Even though the deficiencies were discovered in 2009, that isn’t the year they began creeping in. As early as October 2006, an audit by the United Nations-affiliated International Civil Aviation Organization, or Icao, found large gaps in India’s aviation safety mechanisms.
This prompted the FAA to threaten a rating downgrade in 2009—before DGCA finally woke up to carry out its own checks and take action.
Two strikes and out
Experts say it was high time the airlines were told to buckle up. “There is no short cut. You have to police the safety system and see that all requirements and recommended practices are (being) followed,” says Sanat Kaul, a former joint secretary at the ministry of civil aviation, who also represented India at Icao.
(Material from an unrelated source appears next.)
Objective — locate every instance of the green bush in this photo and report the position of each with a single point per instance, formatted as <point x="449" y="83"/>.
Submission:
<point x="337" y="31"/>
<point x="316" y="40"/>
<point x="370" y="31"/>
Safety check: Aircraft lined up for take-off at Mumbai domestic airport.
“First you are warned, twice reported you are terminated,” the DGCA official quoted above said, referring to the airline crew and pilots who are tested alcohol positive before taking flights.
MDLR Airlines, which operated with one aircraft, has been grounded since the report appeared. The checks revealed the Gurgaon-based carrier suffered from at least 10 major operational deficiencies.
DGCA found there were “no authorized trim staff, no despatch at the airport, no fluorescent jackets for walk around, no Jeppesen updates with pilots, no single-page checklist on board, no manuals available, no emergency procedures or response plan, inadequate knowledge of staff in ops (operations)”.
Jeppesen charts are required for aeronautical charting, navigation and flight planning. They are used, for instance, to identify the path and altitude to be taken in bad weather.
Chennai-based Paramount Airways was found without a safety investigation board, which meant it could not inquire into possible mishaps, report on their causes and identify methods to prevent their recurrence.
And JetLite, DGCA discovered, had a pilot flying after his instrument rating had expired. The instrument rating check is mandatory for flights above 15,000 feet, and is granted on a yearly basis. Pilots cannot fly if their rating has expired.
The crackdown has also revealed some non-scheduled operators have virtually no safety department. At times, something as basic as a flight safety manual is missing.
“They tell the pilot you are the safety department,” said another DGCA official, referring to some non-scheduled operators who make their pilots double up as safety experts instead of hiring trained people. “They are just increasing their fleet, but they are not following the set-up.”
Jindal Group’s chartered flight operations firm India Flysafe Aviation Ltd—which has a five-aircraft fleet under its non-scheduled operator’s licence—had no flight safety department when the checks were made last year. The operator was also found to be short-staffed and lacking in proper emergency response plans. Similarly, the Essar Group-backed Futura Travels Ltd has been found to have more than a dozen shortcomings in its safety department.
Both operators have been asked, said the second DGCA official quoted above, to bring their operations in line with stated norms. Emails sent to Jindal and Essar spokespersons seeking comments remained unanswered.
One of the DGCA officials quoted above said the authority intended to carry out 4,000 checks in the year to March, with an equal number for the following fiscal. DGCA also directed the crew and aircraft maintenance engineers of some operators to be imparted refresher training, the official added.
Captain Mohan Ranganathan, a Chennai-based safety expert with at least 20,000 hours of flying experience, said in cases like pilots flying without corrective glasses, without type rating on a particular aircraft or without valid medical clearances, “insurance becomes invalid if any crew member violates rules and regulations”. In other words, the airline won’t be reimbursed in case of an accident.
Kaul said violations of air traffic rules are also common. He welcomed DGCA’s surveillance exercise. “Now (that) they are doing it, the concerted effort will finally, I hope, work,” he said.